Applications, Standards
REACH
compliant
REACH is a European regulation that deals with which chemical substances should not be included in materials. The main idea behind it is the improved protection of human and environmental health from the risks of chemicals. This list of substances is regularly modified and expanded, and EKI monitors this on an ongoing basis.
RoHS
compliant
The RoHS (Restriction of Hazardous Substances) directive is concerned with limiting the use of hazardous substances in electrical and electronic equipment. This standard is therefore mainly used in the electrical industry and is regularly updated. EKI monitors this on an ongoing basis.
Recyclable
compliant
We are already recycling residual waste from our production process as much as possible. In most cases, this means grinding the rubber or foam into small pellets that are then reused as the basis for new products. If customers return residual waste, EKI includes it in this recycling process.
CFC and HCFC free
compliant
In short, the material is ozone-friendly. We get this question regularly at EKI, especially from sealant companies. Although the question is more applicable to some materials than to others, we have extended this notion throughout our entire range.
Shelf life
2 years
The amount of time a material may remain in stock after it has come in, before being used. This is based on an assumption of normal indoor conditions, and that the material is still in its original packaging.
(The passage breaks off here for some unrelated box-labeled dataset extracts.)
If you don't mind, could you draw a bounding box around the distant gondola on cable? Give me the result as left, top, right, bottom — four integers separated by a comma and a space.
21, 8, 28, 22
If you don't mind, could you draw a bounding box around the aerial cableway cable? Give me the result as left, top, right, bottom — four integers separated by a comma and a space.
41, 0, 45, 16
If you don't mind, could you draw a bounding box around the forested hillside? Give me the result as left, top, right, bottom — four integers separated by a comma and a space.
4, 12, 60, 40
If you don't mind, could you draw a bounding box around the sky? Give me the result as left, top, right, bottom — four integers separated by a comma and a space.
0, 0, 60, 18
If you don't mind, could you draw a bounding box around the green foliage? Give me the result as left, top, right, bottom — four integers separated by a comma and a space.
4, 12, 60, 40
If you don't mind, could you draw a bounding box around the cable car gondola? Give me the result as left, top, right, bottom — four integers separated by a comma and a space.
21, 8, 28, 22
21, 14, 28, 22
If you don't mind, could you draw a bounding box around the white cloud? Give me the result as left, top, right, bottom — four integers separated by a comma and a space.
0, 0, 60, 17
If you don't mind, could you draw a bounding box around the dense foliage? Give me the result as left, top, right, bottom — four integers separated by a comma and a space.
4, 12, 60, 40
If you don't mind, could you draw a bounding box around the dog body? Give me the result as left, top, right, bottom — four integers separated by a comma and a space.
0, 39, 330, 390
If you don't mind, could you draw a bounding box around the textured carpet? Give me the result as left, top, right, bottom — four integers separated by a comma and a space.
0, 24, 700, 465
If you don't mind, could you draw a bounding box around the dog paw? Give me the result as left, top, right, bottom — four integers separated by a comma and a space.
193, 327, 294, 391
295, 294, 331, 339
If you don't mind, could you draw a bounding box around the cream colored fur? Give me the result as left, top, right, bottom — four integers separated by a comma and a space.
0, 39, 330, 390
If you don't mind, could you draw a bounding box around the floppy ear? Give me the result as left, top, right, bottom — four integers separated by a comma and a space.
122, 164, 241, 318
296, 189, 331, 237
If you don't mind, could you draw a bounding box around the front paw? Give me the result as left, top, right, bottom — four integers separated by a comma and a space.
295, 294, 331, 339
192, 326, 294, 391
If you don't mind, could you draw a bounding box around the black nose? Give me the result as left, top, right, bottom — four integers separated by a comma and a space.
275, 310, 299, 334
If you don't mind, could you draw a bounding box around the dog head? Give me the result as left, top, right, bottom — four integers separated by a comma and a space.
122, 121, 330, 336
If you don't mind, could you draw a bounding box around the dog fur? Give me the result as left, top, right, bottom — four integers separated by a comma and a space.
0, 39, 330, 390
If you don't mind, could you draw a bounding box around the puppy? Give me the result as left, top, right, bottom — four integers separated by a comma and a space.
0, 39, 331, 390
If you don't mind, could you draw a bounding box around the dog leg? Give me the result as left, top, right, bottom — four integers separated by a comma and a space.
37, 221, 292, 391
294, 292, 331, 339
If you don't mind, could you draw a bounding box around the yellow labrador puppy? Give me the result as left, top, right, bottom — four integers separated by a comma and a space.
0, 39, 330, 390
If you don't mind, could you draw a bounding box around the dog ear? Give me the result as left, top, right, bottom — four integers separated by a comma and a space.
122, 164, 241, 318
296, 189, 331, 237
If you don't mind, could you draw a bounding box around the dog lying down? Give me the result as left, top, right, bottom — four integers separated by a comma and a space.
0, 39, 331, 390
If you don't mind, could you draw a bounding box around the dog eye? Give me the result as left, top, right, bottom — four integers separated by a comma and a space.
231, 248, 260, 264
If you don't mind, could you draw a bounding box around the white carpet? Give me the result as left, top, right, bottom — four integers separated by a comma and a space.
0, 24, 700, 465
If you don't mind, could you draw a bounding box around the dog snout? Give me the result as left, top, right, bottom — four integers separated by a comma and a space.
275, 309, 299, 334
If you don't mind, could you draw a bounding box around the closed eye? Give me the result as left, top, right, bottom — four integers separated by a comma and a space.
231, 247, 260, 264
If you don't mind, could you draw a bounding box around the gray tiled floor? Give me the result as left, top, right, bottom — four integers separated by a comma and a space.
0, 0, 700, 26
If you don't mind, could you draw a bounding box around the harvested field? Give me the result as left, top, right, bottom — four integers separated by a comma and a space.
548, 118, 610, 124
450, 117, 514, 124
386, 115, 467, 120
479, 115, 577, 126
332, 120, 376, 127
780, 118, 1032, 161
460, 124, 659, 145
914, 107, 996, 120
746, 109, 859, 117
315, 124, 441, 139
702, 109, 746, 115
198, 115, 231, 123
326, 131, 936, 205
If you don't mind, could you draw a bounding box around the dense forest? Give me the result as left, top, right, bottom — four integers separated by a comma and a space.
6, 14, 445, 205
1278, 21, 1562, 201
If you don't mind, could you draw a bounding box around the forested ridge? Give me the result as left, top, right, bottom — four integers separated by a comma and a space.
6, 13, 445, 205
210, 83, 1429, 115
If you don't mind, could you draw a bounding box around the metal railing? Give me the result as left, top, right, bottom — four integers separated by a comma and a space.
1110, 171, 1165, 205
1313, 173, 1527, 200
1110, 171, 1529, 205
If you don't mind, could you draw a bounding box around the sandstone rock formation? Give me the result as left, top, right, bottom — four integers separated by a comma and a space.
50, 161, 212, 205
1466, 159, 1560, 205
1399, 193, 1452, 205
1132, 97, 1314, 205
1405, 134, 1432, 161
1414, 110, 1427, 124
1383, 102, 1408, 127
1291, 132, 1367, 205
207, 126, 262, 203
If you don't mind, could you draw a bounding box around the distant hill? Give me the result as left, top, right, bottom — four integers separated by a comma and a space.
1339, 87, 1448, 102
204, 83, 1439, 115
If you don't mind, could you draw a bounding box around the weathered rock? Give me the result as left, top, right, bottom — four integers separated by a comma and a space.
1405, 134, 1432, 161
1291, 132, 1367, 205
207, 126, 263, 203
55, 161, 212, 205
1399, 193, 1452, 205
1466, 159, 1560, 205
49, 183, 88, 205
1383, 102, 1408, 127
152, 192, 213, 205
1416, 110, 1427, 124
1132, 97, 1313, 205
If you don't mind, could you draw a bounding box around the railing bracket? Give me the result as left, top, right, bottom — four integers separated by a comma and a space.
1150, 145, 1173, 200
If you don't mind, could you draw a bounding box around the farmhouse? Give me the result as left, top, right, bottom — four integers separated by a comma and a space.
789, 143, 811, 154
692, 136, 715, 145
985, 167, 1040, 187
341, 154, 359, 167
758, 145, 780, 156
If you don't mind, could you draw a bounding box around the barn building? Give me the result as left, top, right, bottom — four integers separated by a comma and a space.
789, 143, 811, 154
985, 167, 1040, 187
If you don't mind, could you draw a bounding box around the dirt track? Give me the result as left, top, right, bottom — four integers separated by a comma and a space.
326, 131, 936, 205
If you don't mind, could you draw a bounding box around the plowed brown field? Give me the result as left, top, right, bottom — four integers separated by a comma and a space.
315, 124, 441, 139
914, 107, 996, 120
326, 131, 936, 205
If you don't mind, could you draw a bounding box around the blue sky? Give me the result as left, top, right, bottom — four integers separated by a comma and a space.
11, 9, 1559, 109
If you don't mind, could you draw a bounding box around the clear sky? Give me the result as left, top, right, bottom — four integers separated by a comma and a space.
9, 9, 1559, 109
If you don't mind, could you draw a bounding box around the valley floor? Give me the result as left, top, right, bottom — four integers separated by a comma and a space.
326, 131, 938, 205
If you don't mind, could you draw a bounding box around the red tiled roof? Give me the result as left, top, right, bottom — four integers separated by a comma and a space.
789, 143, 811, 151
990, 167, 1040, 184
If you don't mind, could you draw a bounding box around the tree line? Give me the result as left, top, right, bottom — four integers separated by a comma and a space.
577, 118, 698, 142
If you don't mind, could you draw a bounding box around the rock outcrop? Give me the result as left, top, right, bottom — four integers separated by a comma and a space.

Our guideline is a temperature of 20°C and relative humidity of 40% to 50%.
Disclaimers
The published technical data is based on research data and serves as a guideline for the various applications. Due to the great diversity of products and applications, the buyer must test himself whether the intended material meets the requirements. All information is subject to typing errors, mistakes and market developments and no rights can be derived from this.